Berdasarkan data yang diperoleh, keterkaitan program pencegahan ektremisme dengan pekerja migran menjadi relevan. Kasus Novi sebagai perempuan pengantin bom pertama dan Ika Puspita Sari perempuan pekerja migran menjadi dasar pentingnya melaksanakan program yang bertujuan mendorong partisipasi perempuan pekerja migran untuk penguatan kapasitas dan meningkatkan kesadaran perempuan. Proses bagaimana resiliensi perempuan terbangun sehingga mampu menghadapi sekaligus memberikan pendidikan kepada anak-anak dan keluarga terdekat mereka.

Dalam perspektif kesetaraan gender, perempuan dipandang memiliki potensi yang sama dengan warga masyarakat lainnya. Pandangan kesetaraan gender memperjuangkan perempuan sebagai subyek, baik dalam pembangunan maupun proyek sosial berbasis kemasyarakatan lainnya. Program pemberdayaan masyarakat dengan pendekatan perspektif kesetaraan gender inilah yang kemudian berhasil membantu para perempuan menggali dan mendayagunakan potensi yang mereka miliki.

Program yang telah dijalankan oleh Mitra Wacana memiliki 3 tujuan besar, yaitu: pertama perempuan komunitas mampu melakukan pemetaan potensi IRET melalui perilaku warga di sekitarnya. Deteksi dini terhadap perilaku IRET disekitarnya ini dilakukan dengan mencermati pendidikan anak, ceramah agama, kelompok agama dan seterusnya. Kedua, perempuan memiliki resiliensi (kelenturan) sebagai bentuk ketahanan mereka untuk tidak mudah terpengaruh dengan aksi-aksi IRET dan istilah-istilah keagamaan yang menstigma negatif kelompok tertentu, misalnya sesat dan kafir (istilah yang kerap digunakan oleh kelompok fundamentalis).
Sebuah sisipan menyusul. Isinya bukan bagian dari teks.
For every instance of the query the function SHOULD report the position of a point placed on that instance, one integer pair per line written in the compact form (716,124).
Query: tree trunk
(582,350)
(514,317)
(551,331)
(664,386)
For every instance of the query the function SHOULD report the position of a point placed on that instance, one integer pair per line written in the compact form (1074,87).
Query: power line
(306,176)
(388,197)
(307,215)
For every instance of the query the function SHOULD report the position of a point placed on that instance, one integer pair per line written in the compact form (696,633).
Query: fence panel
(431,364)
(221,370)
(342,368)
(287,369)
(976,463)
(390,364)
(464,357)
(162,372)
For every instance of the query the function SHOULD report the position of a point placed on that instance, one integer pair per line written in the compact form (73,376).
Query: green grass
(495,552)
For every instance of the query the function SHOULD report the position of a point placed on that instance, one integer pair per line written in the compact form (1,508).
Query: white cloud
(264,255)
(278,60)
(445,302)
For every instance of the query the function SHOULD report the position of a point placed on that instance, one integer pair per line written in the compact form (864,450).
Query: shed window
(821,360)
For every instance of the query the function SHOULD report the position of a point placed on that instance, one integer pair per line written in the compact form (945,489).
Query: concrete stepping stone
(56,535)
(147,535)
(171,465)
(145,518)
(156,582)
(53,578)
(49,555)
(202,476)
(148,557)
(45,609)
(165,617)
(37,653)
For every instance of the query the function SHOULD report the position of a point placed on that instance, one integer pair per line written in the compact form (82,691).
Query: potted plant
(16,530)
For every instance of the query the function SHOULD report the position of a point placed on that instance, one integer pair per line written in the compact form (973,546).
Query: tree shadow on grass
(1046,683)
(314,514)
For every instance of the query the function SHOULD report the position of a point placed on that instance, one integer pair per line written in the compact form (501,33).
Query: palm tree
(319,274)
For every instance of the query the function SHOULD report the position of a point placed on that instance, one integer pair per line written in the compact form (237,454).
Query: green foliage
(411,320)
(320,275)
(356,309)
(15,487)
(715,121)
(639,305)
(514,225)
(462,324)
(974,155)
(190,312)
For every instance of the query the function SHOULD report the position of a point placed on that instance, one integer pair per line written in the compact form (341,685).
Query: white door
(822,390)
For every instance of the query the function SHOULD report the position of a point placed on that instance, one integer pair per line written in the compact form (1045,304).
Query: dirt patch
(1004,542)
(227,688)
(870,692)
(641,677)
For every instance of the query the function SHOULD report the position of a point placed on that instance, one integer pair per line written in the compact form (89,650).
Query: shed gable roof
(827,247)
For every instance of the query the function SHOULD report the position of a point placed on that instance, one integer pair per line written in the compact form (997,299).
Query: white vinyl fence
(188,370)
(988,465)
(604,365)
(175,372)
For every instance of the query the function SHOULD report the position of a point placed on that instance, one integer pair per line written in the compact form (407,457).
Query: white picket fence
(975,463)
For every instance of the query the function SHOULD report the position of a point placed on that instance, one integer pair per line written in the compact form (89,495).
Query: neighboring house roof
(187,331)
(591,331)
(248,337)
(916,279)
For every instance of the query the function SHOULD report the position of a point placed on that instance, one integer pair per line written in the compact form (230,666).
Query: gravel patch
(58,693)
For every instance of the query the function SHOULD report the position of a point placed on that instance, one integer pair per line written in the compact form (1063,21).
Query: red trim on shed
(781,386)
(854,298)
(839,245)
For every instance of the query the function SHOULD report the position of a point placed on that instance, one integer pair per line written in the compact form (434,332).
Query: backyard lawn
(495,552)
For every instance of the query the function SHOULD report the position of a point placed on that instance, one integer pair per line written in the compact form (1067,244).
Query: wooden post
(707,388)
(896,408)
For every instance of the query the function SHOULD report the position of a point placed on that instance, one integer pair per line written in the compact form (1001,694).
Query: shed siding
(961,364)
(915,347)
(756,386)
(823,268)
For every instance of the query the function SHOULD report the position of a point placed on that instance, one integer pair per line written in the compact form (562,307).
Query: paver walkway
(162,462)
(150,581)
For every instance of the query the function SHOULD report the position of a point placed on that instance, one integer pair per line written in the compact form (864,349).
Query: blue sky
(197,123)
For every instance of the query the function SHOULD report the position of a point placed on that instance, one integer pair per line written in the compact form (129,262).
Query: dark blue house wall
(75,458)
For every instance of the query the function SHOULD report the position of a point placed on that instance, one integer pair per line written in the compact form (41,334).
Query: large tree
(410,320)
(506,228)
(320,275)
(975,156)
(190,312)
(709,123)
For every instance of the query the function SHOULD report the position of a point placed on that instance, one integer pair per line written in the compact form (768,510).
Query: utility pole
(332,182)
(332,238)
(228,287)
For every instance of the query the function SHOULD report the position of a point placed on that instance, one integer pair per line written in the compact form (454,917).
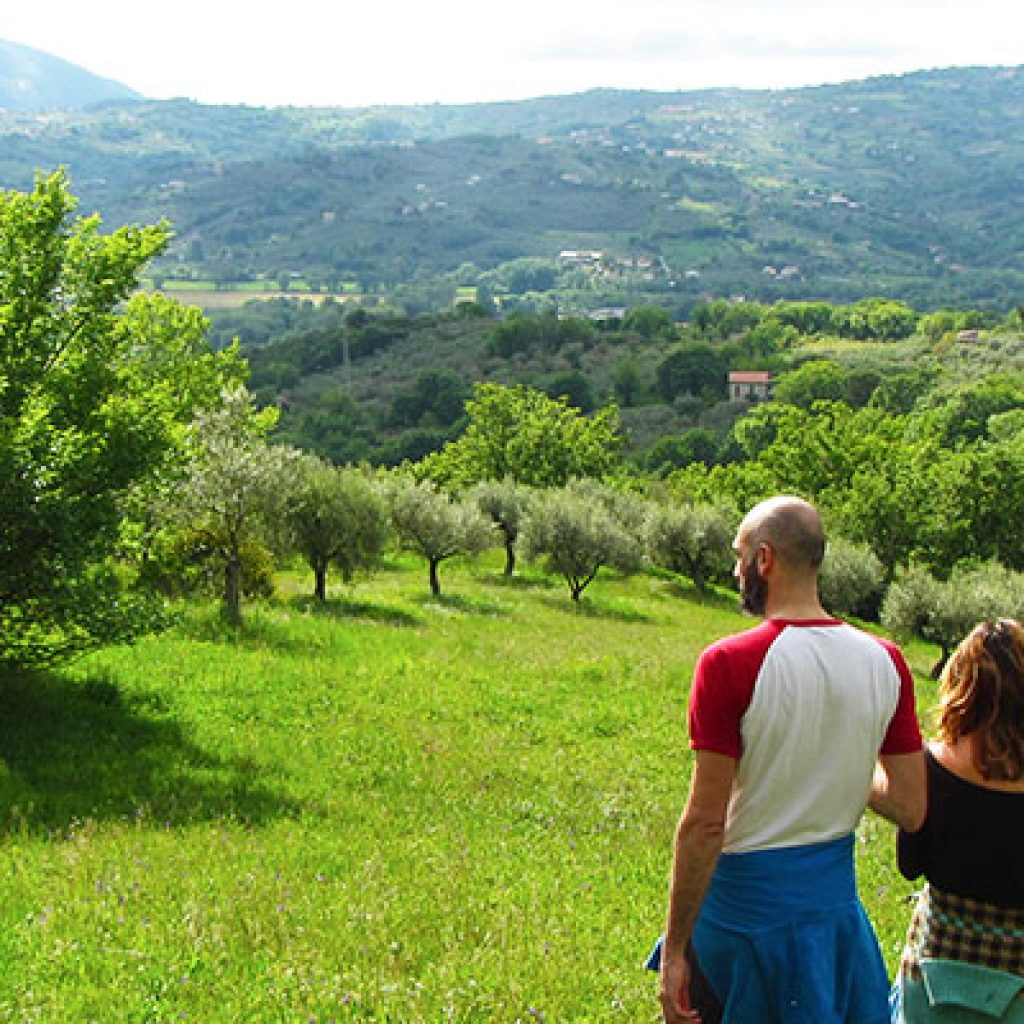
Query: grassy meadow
(390,808)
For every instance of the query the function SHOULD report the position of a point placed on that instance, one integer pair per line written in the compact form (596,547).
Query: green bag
(954,992)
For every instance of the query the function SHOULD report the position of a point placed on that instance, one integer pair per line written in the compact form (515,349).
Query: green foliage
(81,426)
(695,444)
(578,529)
(336,517)
(649,322)
(435,525)
(237,487)
(521,434)
(852,580)
(506,503)
(813,381)
(694,541)
(523,333)
(943,612)
(876,320)
(693,368)
(180,562)
(436,398)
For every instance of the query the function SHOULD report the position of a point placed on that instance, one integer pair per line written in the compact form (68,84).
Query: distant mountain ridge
(34,81)
(902,185)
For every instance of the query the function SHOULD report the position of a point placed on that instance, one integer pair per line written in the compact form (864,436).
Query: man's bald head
(792,527)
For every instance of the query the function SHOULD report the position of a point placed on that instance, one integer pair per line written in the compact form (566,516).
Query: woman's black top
(972,843)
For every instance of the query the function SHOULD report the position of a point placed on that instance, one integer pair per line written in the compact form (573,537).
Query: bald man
(797,725)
Ketiga, perempuan komunitas menjadi mitra pemerintah desa mempromosikan nilai-nilai perdamaian dan bekerja bersama mencegah IRET.

Sistem Peringatan Dini Ekstremisme

Kegiatan dalam rangka mewujudkan pencegahan IRET,  meliputi:  pertama  peningkatan  kapasitas, kedua mewujudkan kesadaran komunitas dan ketiga meningkatnya keterampilan melakukan monitoring sebagai upaya deteksi dini ancaman-ancaman kekerasan akibat aksi radikalisme dan terorisme. Menjadi pengetahuan penting, bahwa dalam praktik radikalisme dan terorisme mengandung praktik kekerasan dalam rumah tangga. Berdasarkan hal tersebut, maka deteksi dini merupakan hal yang urgent karena bisa melindungi anggota keluarga mereka dan secara luas membantu desa mereka terbebas dari ancaman radikalisme dan terorisme.

Pertama, terkait memperkuat pengetahuan. Kegiatan ini diawali dengan langkah memberikan referensi pengetahuan pada komunitas terkait perbedaan istilah- istilah. Dikarenakan aksi-aksi intoleran rentan mengarah pada aksi radikalisme, ektremisme dan terorisme inilah kemudian program Mitra Wacana menjadikan keempat hal tersebut menjadi satu kesatuan yang kemudian disebut dengan istilah IRET.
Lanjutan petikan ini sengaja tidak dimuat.